Both conditions are very common. AF is the most common cardiac arrhythmia in Australia, and OSA affects upto 24% of men and 9% of women. OSA combined with sleepiness (OSA Syndrome) occurs in 4% of men and 2% of women (1).
Patients with AF and those with OSA share similar demographic features – they are more likely to be male, hypertensive, of an older age, and have a higher body mass index. However, this link is much more than statistical chance.

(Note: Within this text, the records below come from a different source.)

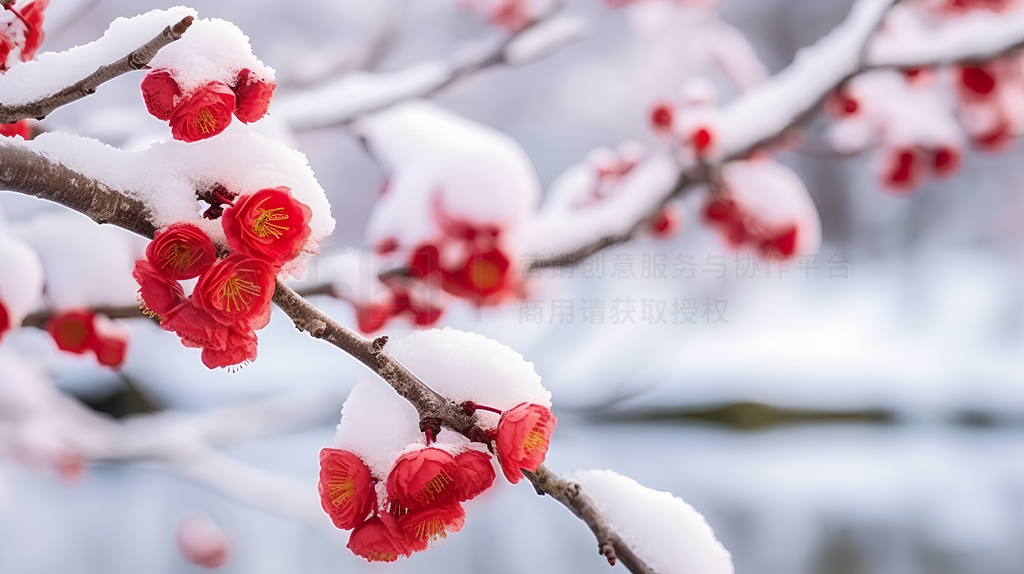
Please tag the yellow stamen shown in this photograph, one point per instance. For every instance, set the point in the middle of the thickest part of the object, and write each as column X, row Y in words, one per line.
column 341, row 490
column 262, row 226
column 238, row 294
column 534, row 440
column 435, row 487
column 205, row 121
column 430, row 530
column 382, row 557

Many studies have established that patients with severe OSA are significantly more likely to develop AF, increasing their risk by four times (2).
OSA decreases the likelihood of successful cardioversion (from medications or electrically) and increases the risk of AF returning. The recurrence rate of AF after cardioversion can be as high as 82% (3).
AF also recurs more often in those with OSA after radiofrequency catheter ablation (4).
According to Sleep Disorders Physician Dr Dien Dang, this is unsurprising considering the severe degree of haemodynamic compromise that occurs with OSA.
“OSA causes severe desaturations, cyclical hypoxaemia, and can structurally change your heart over time,” said Dr Dang, “Everyone who has ever had AF should consider a Sleep Study at Burnside Hospital.”
- The OSA and AF population overlap considerably.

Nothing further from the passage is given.